Figure 2 shows the maximum ML pol gene tree of Bulgarian and other available HIV-1A1 reference sequences. NJ and Bayesian trees gave similar topologies (data not shown). The Bulgarian subtype A strains are distributed within three statistically supported monophyletic clades (bootstrap values >75%, zero branch length test p-value <0.001, Bayesian posterior probability >90%). Strains 21A and 172A, which clustered together at the top of the tree, were isolated from two subjects infected through blood transfusion, whereas the strains in the remaining two clades (indicated in the figure as Bulgaria West Europe clade and FSU clade, respectively) were isolated from persons infected through sexual contact. The Bulgarian blood transfusion subtype A1 clade appears to be closely related to a monophyletic clade that includes both West European and African sequences. A second statistically supported monophyletic clade included most of the Bulgarian subtype A1 strains (77.8%) and HIV-1 subtype A1 sequences from Western Europe, including France and Spain. Although a monophyletic group joining a strain from the former Yugoslavia and one from Greece appeared at the origin of the clade (see Fig. 2), the clustering was not significantly supported in the ML tree and was not confirmed by the NJ or Bayesian trees. The presence of HIV-1A sequences from Africa (Cameroon), close to the root of the clade in the ML, NJ, and Bayesian trees (data not shown), with Western European strains branching off suggests an early introduction of subtype A1 from Africa to West Europe. The third statistically supported clade included two Bulgarian subtype A strains, in addition to sequences originating from different Eastern European countries. Overall, each cluster is likely to represent a separate introduction into Bulgaria of HIV-1A1 from at least two different geographic areas (West and East Europe) by different transmission routes (sexual transmission and blood transfusion).

FIG. 2.

Maximum likelihood phylogenetic analysis of HIV-1A1 pol sequences. The data set included 18 HIV-1A strains from Bulgaria and 137 subtype A1 reference sequences downloaded from the Los Alamos HIV database. The tree was rooted by using two HIV-1B strains as the outgroup. Branch lengths were estimated with the best fitting nucleotide substitution model according to a hierarchical likelihood ratio test,¹¹ and were drawn to scale with the bar at the bottom indicating 0.01 nucleotide substitutions per site. One asterisk (*) along a branch represents significant statistical support for the clade subtending that branch (p < 0.001 in the zero-branch-length test, Bayesian posterior probability >90%, and bootstrap support >75%). The color of each external branch represents the country of origin of the sequence corresponding to that branch, according to the legend in the figure. The Blood Transfusion clade and Bulgaria West Europe clade are the two major monophyletic clades containing the Bulgarian isolates. The FSU (Former Soviet Union) clade includes strains from Russia, Bielorussia, Ukraine, Slovenia, Czech Republic, and two strains from Bulgaria. Dates and 95% high posterior density intervals (within square brackets) were estimated using a Bayesian relaxed molecular clock (see Materials and Methods).

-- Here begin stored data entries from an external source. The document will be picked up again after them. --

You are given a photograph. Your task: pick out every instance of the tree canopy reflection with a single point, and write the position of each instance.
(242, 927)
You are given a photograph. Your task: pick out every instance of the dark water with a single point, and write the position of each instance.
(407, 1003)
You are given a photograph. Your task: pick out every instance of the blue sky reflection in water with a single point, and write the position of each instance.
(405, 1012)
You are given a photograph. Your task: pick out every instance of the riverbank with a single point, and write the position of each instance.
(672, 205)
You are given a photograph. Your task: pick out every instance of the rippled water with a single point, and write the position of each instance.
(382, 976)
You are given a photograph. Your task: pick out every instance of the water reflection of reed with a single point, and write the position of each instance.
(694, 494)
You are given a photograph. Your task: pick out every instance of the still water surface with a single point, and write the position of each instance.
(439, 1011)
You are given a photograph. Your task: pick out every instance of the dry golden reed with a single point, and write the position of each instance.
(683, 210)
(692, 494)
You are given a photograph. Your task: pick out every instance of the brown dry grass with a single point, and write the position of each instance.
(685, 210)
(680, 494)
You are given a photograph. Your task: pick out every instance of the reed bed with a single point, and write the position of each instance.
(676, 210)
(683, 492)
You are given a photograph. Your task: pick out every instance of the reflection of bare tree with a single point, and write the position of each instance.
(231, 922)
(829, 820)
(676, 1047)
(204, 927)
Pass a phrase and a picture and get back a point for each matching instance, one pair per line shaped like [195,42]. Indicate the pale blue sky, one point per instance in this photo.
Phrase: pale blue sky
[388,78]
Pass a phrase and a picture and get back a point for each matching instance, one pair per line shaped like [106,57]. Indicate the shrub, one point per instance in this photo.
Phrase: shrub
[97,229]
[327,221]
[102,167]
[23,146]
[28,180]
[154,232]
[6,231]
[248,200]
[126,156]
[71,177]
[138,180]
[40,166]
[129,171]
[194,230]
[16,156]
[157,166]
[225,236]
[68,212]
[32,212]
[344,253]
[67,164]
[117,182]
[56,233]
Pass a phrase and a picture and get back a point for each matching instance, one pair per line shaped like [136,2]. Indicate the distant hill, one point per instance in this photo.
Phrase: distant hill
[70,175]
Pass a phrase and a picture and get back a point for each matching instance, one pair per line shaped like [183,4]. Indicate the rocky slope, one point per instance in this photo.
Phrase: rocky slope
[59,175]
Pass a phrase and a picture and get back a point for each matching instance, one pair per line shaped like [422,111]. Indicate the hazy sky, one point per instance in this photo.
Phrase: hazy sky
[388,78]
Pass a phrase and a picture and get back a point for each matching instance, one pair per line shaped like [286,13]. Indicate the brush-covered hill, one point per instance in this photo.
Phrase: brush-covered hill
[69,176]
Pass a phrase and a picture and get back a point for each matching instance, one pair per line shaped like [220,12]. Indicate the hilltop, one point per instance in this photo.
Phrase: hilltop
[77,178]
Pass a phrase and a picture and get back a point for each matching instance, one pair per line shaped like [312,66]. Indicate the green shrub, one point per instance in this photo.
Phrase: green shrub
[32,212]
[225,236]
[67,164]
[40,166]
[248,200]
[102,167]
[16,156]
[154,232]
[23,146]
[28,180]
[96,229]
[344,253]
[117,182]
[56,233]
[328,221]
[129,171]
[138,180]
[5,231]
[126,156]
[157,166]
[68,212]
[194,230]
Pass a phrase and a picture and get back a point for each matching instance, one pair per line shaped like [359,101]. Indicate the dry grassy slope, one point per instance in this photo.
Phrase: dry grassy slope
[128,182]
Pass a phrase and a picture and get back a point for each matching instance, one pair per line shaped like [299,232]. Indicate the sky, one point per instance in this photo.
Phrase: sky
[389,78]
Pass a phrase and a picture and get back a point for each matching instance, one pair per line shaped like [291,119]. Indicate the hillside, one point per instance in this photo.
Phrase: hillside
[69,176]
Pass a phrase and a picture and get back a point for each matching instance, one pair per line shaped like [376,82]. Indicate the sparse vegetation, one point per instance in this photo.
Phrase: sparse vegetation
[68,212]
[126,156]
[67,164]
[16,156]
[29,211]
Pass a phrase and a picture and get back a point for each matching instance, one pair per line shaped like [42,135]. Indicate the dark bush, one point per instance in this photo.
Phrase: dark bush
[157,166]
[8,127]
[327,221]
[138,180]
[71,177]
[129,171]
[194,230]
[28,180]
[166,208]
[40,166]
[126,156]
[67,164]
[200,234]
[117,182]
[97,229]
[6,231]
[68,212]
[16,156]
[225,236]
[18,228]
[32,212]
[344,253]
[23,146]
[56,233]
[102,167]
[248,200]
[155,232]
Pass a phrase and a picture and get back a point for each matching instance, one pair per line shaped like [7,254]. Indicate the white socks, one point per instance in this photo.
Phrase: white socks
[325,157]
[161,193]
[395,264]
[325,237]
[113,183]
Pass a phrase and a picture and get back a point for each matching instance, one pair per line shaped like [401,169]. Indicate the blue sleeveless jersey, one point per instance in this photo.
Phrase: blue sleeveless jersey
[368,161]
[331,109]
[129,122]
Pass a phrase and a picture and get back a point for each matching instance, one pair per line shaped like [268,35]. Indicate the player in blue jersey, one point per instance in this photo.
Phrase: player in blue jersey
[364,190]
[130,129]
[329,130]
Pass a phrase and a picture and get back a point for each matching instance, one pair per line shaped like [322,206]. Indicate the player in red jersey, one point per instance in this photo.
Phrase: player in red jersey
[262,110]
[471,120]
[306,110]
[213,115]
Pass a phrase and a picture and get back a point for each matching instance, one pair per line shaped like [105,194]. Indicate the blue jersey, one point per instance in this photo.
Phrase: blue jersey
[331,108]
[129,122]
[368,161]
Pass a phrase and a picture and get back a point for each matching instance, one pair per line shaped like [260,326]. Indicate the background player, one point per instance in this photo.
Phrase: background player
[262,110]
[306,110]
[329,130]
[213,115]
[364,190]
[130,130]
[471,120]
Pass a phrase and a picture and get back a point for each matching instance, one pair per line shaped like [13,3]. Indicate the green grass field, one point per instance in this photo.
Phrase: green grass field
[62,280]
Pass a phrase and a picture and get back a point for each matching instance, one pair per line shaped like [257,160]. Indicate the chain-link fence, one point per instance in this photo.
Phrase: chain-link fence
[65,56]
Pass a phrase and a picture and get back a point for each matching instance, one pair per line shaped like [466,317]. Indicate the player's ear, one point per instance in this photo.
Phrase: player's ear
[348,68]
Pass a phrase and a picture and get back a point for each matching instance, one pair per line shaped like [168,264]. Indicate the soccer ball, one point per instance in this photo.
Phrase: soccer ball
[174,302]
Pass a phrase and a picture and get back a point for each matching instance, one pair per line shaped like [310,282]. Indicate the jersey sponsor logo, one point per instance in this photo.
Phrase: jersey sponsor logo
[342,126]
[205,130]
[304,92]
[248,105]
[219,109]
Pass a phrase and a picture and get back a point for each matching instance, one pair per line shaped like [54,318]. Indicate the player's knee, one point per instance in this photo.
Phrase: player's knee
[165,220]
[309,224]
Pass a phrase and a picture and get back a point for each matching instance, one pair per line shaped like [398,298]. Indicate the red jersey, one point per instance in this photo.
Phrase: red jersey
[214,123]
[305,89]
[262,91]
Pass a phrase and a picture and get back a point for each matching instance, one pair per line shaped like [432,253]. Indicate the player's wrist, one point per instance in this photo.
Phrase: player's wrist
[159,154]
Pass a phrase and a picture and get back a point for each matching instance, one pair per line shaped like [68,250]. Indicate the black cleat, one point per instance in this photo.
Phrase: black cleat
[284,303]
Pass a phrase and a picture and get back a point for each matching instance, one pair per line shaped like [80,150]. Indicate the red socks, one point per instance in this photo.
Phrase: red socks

Molecular clock analysis of the major HIV-1 Bulgarian clades

To estimate the time of the most recent common ancestor (tMRCA) of the supported Bulgarian clades within subtype A and B, we implemented a strict molecular clock model, assuming a constant evolutionary rate along each subtype tree. Since the molecular clock hypothesis was rejected for both subtype A and subtype B isolates (p < 0.0001), we calibrated the rate and the origin of the different HIV-1 Bulgarian clades by relaxing the strict clock model and allowing the evolutionary rate to vary along the tree by sampling branch-specific rates from an exponential distribution (see Materials and Methods). The tMRCA for the different clades within subtype B and A are shown in the trees in Figs. 1 and 2, respectively. It was not possible to date the introduction of HIV-1A in Bulgaria from Eastern Europe (FSU clade in Fig. 2) because only two Bulgarian strains intermixed in the FSU clade were available. The other two subtype A Bulgarian clades (Fig. 2), as well as clade II and III within subtype B (Fig. 1), originated in the early 1990s, while the origin of subtype B clade I and III was estimated to be in the mid-1980s (Fig. 1).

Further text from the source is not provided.